Op de zitting is gezegd dat het mogelijk is dat de voorzieningenrechter - in verband met de omvang van de zaak en de principiële aard daarvan - meer tijd nodig heeft voor het vonnis dan de gebruikelijke twee weken en dat er daarom uitspraak wordt gedaan over vier weken, of zoveel eerder als lukt. In dat laatste geval zullen partijen worden gebeld om door te geven wanneer het vonnis komt.

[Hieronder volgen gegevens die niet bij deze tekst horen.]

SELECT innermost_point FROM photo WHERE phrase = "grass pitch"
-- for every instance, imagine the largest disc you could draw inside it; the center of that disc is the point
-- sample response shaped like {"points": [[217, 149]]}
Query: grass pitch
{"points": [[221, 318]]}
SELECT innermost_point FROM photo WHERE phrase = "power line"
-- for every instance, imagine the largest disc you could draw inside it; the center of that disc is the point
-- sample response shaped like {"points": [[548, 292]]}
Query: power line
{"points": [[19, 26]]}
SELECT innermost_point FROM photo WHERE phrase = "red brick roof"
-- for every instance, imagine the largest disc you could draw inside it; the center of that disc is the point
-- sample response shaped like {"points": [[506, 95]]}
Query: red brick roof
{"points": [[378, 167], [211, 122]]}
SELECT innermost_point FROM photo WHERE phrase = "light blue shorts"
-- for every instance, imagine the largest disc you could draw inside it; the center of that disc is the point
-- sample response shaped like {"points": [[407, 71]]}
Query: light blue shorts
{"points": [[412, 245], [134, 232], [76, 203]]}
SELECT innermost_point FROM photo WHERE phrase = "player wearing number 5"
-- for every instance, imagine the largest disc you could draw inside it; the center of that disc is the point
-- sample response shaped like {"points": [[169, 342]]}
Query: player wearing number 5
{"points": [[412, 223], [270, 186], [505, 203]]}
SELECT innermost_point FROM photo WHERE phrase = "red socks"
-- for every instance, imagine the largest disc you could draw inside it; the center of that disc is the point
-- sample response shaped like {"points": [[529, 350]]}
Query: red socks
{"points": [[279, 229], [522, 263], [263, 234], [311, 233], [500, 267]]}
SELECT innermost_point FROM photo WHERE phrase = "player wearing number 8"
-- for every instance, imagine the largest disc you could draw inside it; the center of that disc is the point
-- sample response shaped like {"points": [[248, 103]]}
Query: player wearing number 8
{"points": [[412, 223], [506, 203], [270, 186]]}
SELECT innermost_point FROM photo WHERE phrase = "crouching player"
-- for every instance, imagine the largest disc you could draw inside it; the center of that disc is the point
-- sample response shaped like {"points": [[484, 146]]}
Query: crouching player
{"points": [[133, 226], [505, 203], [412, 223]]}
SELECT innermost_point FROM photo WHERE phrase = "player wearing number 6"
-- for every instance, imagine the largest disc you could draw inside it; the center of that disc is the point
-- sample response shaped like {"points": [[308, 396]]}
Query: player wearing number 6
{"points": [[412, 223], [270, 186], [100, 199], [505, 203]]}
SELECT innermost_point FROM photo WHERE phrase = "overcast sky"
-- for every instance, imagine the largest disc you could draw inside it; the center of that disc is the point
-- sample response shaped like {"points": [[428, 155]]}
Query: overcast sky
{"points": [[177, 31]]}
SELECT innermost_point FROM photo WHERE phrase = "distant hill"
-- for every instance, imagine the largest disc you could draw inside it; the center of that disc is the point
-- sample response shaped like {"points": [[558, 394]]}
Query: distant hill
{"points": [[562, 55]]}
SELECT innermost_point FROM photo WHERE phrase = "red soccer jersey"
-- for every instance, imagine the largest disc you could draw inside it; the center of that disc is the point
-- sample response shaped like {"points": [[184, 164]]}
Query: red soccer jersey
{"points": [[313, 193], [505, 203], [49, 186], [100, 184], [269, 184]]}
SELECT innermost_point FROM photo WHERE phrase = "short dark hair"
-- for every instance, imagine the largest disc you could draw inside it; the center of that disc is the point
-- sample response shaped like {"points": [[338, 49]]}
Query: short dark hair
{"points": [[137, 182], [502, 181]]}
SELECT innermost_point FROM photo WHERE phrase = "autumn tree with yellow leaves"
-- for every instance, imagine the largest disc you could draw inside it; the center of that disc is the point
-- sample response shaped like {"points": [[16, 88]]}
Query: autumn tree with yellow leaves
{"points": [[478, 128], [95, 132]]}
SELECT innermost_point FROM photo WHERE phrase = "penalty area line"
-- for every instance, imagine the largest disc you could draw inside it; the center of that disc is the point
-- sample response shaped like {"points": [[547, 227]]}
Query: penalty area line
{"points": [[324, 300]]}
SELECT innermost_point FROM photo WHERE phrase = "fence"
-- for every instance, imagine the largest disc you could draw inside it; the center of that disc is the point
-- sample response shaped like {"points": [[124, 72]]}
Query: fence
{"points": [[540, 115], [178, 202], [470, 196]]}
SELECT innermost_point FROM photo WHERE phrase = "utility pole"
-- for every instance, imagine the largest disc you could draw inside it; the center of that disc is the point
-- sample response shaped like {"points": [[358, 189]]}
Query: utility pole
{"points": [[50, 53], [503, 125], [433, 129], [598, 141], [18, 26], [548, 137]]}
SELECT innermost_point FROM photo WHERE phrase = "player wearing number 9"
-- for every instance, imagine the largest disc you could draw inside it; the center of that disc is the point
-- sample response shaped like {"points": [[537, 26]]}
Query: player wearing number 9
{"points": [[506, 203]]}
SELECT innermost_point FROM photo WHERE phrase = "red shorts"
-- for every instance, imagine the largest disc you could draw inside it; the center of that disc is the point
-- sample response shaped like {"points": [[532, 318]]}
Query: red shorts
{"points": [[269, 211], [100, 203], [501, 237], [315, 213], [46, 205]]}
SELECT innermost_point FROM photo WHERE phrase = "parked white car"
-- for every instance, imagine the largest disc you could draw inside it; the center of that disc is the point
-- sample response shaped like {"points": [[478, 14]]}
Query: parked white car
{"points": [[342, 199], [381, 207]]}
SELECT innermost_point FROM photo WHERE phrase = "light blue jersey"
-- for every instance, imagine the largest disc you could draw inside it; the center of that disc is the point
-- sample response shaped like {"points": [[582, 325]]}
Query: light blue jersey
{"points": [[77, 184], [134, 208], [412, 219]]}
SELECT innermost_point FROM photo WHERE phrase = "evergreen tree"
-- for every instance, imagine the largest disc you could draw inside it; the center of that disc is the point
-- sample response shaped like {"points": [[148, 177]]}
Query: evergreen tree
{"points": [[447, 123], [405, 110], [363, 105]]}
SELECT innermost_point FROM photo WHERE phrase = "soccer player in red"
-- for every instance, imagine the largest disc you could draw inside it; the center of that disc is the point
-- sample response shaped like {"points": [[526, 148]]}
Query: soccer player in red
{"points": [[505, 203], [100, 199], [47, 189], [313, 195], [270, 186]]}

2. Waar gaat de zaak over?
2.1.
Windpark Houten exploiteert een windmolenpark in Houten dat bestaat uit drie windmolens. In 2001 heeft de gemeente Houten besloten tot ontwikkeling van dit windmolenpark om zo een bijdrage te leveren aan de mondiale, landelijke en provinciale milieudoelstellingen. De gemeente had daarbij als uitgangspunt om de omwonenden van het windmolenpark zo goed mogelijk tegen overlast te beschermen. Het windmolenpark heeft een lange ontstaansgeschiedenis, waaronder verschillende bestuursrechtelijke procedures. In 2013 is het windmolenpark opgeleverd. Ook daarna zijn verschillende bestuursrechtelijke procedures over het windmolenpark gevoerd.
2.2.
[eiser sub 1] en [eiser sub 2] wonen in de buurt van het windmolenpark. Volgens [eiser sub 1] en [eiser sub 2] veroorzaken de windmolens, vanaf het moment dat ze gingen draaien tot aan dit moment, ernstige geluidshinder bij hen en andere omwonenden.
2.3.
Op dit moment gelden ten aanzien van het windmolenpark:
- een bouwvergunning die op 21 juni 2010 door het college van burgemeester en wethouders van de gemeente Houten (hierna: het college) is verleend, en
- een besluit van 11 juli 2012 van het college, waarin maatwerkvoorschriften zijn opgelegd waar Windpark Houten zich aan moet houden en die als doel hebben omwonenden tegen overlast te beschermen.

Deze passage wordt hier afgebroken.